I bet you can all name a lot of “launderers”


That’s a concept from Talia Levin’s new book, Culture Warlords: My Journey Into the Dark Web of White Supremacy, which she expounds on in this interview.

Most people don’t start out waving swastikas. They are being led to this place by “launderers,” people who seem reasonable and who introduce racist ideas subtly, and give people permission to engage in hate that is more socially acceptable. The launderers can be YouTubers and right-wing influencers. They may start out saying there are too many women in Star Wars movies, or that lady Ghostbusters have ruined their childhood. It soon becomes easier and easier for them to say that feminism is harmful garbage that has caused them to be unhappy. From there it’s not a long journey. The slope is greased by people with high production values and a lot of money behind them.

They are not weird toothless masturbators living in their mothers’ basements. Every member of the organized racist movement that I surveilled, spoke to, and catfished was a person — a human being with complexity and dimensionality who has made amoral choices. Their humanity is an integral part of the portrait but it does not absolve them. They make the choice to disseminate evil. It makes them more worthy of condemnation. They have chosen to spread hate and fear. They have chosen to follow an ideology that makes them feel like heroes for hurting people who are already hurt.

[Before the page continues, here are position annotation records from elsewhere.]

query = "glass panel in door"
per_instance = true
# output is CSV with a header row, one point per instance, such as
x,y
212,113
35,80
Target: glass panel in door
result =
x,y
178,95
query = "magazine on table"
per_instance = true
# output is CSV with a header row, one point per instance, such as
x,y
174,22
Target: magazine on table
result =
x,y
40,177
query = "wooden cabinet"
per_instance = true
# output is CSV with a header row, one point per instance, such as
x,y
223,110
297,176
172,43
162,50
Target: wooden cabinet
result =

Think about it. It’s easy to name a lot of these launderers. They range from talentless goofballs like PewDiePie to nasty lying culture warriors like Ben Shapiro to millionaire establishment spokespeople like Tucker Carlson to corrupt gangsters like Donald Trump. I bet you all can rattle off a long list yourself. All of them deny their racism and white nationalism with varying degrees of believability, and none of them ever face any consequences.

Comments

  1. nomadiq says

    You left out Sam Harris. He enables the easily tricked into thinking their racism is intelligent and logical, which is particularly insidious.

  2. vucodlak says

    I was thinking just yesterday about my childhood, and how I had friends across the gender spectrum, rather than just being friends with boys and doing boy things. I think that, more than anything else, is what enabled me to see through bullshit like “there are too many women in Star Wars movies.”

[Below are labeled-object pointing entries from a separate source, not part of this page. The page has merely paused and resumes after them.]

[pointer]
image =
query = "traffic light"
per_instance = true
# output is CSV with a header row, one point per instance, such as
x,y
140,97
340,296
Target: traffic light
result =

    In particular, one of my best friends in elementary and middle school was a girl. She was the biggest Star Wars (and Star Trek) fan I knew, and we hung out all the time. This frequently lead people to ask if we were an “item.*” We weren’t, and that attitude is a big part of the problem with this country. It was weird to so many people that I was friends (and just friends) with girls.

    It goes further than just that, though. In a lot of the classrooms I’ve been in, we were frequently “punished” for unruliness by being seated boy-girl-boy-girl. The takeaway for a lot of boys being that contact with girls was a bad thing (not that it ever shut me up). Some local schools have taken it further in the opposite direction, separating the boys and girls completely, reinforcing the divide that the general culture already insists is “natural.”

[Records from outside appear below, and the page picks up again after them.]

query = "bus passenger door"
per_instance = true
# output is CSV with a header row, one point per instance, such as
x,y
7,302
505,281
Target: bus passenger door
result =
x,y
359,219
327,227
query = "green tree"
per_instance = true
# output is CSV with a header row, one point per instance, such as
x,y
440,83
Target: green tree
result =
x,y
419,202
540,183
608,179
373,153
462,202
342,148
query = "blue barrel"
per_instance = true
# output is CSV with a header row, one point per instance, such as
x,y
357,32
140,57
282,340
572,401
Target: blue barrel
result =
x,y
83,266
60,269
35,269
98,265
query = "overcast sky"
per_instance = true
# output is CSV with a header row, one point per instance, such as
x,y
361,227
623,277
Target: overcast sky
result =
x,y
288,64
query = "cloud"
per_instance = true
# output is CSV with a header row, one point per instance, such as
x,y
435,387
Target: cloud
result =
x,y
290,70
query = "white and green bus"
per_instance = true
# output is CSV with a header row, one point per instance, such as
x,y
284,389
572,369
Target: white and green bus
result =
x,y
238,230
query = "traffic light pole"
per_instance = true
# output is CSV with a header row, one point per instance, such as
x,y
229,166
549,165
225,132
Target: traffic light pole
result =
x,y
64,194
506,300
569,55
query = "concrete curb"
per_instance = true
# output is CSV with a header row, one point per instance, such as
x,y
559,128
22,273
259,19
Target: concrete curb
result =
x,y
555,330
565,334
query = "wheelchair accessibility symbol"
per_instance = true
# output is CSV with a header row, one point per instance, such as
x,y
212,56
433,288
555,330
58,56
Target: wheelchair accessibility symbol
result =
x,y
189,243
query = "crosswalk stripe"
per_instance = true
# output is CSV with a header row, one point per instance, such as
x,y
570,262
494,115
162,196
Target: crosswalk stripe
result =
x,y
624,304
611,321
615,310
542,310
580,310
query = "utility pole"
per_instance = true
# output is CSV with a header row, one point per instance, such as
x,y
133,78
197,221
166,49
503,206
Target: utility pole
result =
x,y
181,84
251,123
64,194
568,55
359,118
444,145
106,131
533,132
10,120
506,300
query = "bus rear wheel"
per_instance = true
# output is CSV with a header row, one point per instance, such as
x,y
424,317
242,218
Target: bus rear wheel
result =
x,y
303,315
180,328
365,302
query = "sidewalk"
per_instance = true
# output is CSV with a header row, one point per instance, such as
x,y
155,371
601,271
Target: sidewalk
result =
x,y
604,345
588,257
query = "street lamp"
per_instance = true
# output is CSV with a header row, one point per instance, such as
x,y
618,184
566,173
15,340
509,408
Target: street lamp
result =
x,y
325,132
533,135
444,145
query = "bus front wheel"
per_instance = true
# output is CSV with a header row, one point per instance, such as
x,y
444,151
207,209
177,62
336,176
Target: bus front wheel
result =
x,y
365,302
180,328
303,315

    The main launderer is simply our misogynistic culture. We’re trained almost from birth to see roughly half the species as some weird other. One thing I think we could do is to ban schools from segregating students by gender, as well as ending the de facto racial segregation that already exists. Another thing would be to encourage more mixed group activities starting as young as possible. These activities must not be competitive– no sports. In fact, no sports at all in schools would be an excellent idea, because competitive athletics are another big launderer.

    *I will admit that I had a huge crush on her… but I had a huge crush on a lot of my male friends, too. I had a tendency to fall in love with all my close friends, basically, although I wouldn’t have been able to admit to crushing on the guys back then. Not even to myself, although my fantasies involving my male friends were far more explicitly sexual than those involving my female friends.

  3. DanDare says

    This is one reason I hate the use of the terms left and right in this context. They are vague manipu-lables. Ask anyone what left really means and you get wildly varied responses.
    Launderers sit on the edge of one and draw people into the center of the other. “I’m left so trust me when I say 3rd wave feminists aren’t ” is a common ploy. Without a real definition of left that statement can’t be chalenged.

  4. hillaryrettig says

    This video The Alt-Right Playbook: How to Radicalize a Normie by Innuendo Studios is excellent:

    https://youtu.be/P55t6eryY3g

    It makes the point that the people they target are often lonely or angry men at a particular stage in life, like newly divorced. This really resonated bc a young friend of mine who is now part of the alt-right traveled that exact path. He had a bad divorce, got sucked into the men’s rights (sic and sick) movement, and then…

    The video also says that the alt-righters deliberately game the algorithms so when you do a youtube search on “depression” you’re often led right to an alt-right feeder video.

    Also, add Stefan Molyneux to PZ’s list of launderers.